Not Without Some Reservations
Many variegated plants are mutants or so-called “sports”, meaning a genetic mistake has occurred that affects the plant’s green pigment. In the case of white and cream mutations, it’s decreased production of chlorophyll (the molecule vital to photosynthesis that absorbs sunlight to produce the plant’s food and green color). This makes them attractive to slugs and snails and subject to foliar sunburn, dry-out and hail damage. Remedies include relocating the plants to more favorable sites and investigating slug-control methods. Also, learn how to propagate your own plant favorites to ensure you have replacements on hand.
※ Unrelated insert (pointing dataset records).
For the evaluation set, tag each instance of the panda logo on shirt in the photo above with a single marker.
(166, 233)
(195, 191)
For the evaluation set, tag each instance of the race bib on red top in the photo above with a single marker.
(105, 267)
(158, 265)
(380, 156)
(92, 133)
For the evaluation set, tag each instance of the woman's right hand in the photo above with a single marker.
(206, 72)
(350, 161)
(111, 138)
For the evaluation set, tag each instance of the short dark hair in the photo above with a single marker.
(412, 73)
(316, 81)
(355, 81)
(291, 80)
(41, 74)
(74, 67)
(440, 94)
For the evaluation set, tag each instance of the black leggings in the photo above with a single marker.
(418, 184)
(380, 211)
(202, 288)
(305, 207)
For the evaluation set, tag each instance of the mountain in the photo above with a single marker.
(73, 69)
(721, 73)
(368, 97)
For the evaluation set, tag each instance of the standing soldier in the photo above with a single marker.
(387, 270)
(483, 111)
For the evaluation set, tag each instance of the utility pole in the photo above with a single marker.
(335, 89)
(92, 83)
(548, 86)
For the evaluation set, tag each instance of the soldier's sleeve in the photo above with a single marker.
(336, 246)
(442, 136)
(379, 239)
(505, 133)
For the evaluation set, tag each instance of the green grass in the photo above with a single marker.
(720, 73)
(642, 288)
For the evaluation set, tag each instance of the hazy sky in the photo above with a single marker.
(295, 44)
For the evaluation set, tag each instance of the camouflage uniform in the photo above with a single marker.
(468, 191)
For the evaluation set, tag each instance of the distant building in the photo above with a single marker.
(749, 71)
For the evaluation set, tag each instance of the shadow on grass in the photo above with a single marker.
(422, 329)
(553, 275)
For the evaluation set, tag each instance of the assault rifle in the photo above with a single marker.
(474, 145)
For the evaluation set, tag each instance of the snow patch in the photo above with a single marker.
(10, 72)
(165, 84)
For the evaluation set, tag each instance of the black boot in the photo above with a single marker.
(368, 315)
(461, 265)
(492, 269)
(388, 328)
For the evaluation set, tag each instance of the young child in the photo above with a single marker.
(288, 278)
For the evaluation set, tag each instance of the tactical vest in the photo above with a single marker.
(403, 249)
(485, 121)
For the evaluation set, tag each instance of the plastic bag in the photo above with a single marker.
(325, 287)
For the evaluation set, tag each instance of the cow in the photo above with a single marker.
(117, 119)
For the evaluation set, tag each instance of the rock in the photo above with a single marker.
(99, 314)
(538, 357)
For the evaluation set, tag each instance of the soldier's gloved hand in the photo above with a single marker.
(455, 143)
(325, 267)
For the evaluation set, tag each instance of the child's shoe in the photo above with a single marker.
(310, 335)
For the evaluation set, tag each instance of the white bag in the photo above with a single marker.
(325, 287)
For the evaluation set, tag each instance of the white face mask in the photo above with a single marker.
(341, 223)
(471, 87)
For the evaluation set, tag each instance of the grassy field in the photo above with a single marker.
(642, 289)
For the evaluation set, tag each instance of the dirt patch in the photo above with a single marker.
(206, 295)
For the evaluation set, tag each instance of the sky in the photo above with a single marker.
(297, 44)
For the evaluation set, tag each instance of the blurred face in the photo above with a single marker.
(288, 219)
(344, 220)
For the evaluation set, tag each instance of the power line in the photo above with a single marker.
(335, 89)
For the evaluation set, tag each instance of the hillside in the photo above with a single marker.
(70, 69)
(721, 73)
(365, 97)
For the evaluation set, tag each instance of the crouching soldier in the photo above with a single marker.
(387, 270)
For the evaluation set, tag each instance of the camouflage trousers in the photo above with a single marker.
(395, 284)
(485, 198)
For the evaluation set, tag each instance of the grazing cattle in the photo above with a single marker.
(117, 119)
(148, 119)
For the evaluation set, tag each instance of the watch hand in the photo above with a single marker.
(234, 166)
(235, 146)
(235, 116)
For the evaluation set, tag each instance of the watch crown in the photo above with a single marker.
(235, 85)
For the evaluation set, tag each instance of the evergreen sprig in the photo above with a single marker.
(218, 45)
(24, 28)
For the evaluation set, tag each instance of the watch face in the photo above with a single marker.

Variegation can also be the result of a variety of viral diseases, environmental stresses or mineral deficiencies (for example, yellowing due to lack of iron and magnesium). Sometimes these mutants and environmentally-altered plants can exhibit changing variegations and even reversion to their species’ original colors. I have experienced this, which is most disappointing considering its effect on your garden’s design. If you detect changes, simply remove the offender. My friend Marnie Wright, who supplied the photos for this article, has many variegated plants in her Bracebridge, Ontario, garden. She advises carefully checking plant labels and nursery catalogs to determine which plants may change their colors throughout the growing season.
The yellow and green leaves of yellow flag iris (Iris pseudacorus ‘Variegata’) are variegated in spring and turn all green during the summer.